En pra­tique, je m’occupe du recrute­ment des sta­giaires (des X bien sûr, mais aus­si des élèves de Sci­ences-po ou de Psy­cho-Prat). Je cherche des spon­sors qui acceptent de nous apporter un sou­tien durable. Je monte des dossiers pour obtenir des finance­ments auprès de fon­da­tions, ce qui générale­ment prend beau­coup de temps.

J’organise la par­tic­i­pa­tion de notre asso­ci­a­tion à des con­cours et événe­ments per­me­t­tant de don­ner une vis­i­bil­ité à notre action et de faciliter en retour la col­lecte de fonds auprès des particuliers.

C’est ain­si que nous avons reçu en 2014 le prix « coup de coeur » Étoile de la Cul­ture don­né par la fon­da­tion Réu­ni­ca en récom­pense de mon tra­vail auprès des enfants et ados autistes.

Autre dossier qui nous a occupés récem­ment : la refonte du site infor­ma­tique, un élé­ment essen­tiel dans notre com­mu­ni­ca­tion ain­si que, quelques mois plus tôt, la refonte de notre plate­forme Kolib­ri : c’est grâce à cette plate­forme que les jeunes malades sont en con­tact avec les voyageurs qui dia­loguent avec eux.

Dans quelle voie professionnelle t’es-tu engagée ?

Je tra­vaille aujourd’hui chez Jumia. Cette fil­iale d’Africa Inter­net Group est le plus impor­tant site de e‑commerce en Afrique et est déjà présent dans quinze pays. Mon choix a été dic­té par le côté aven­tureux de cette pre­mière expéri­ence pro­fes­sion­nelle : on lance une nou­velle activ­ité sur un con­ti­nent où beau­coup reste à con­stru­ire. La moyenne d’âge chez Jumia est de 25 ans et nous avons la chance d’y avoir très vite des respon­s­abil­ités que l’on n’aurait que beau­coup plus tard dans des struc­tures plus conventionnelles.

Per­son­nelle­ment, je suis cat­e­go­ry man­ag­er, c’est-à-dire que je suis respon­s­able de dif­férentes caté­gories de pro­duits.
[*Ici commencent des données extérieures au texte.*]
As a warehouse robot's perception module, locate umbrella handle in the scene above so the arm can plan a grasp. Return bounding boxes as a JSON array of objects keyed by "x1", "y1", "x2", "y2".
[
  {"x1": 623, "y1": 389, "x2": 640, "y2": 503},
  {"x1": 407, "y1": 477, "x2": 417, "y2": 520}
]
Cela inclut, entre autres, le sourc­ing de l’assortiment, la négo­ci­a­tion avec les four­nisseurs, les parte­nar­i­ats avec les mar­ques, le lien avec le mar­ket­ing, etc.

Ce poste m’amène à voy­ager sou­vent au Kenya pour être sur le terrain.

Que t’apporte ton engagement associatif ?

C’est une activ­ité dont j’ai besoin et qui par­ticipe à mon équili­bre per­son­nel. Don­ner de son temps au monde de l’enfance avec ce qu’il a de naïf, de sim­ple et d’innocent est pro­fondé­ment gratifiant.

Une autre source de sat­is­fac­tion est de par­ticiper à cette aven­ture col­lec­tive qu’est la vie de l’association pour dévelop­per nos activ­ités et per­me­t­tre à de nou­veaux enfants d’en béné­fici­er. Depuis, quelques mois nous inter­venons dans cer­tains col­lèges de ZEP en plus de nos inter­ven­tions dans les hôpi­taux et cen­tres médicalisés.

L’important à mes yeux est que cet engage­ment réponde à une passion.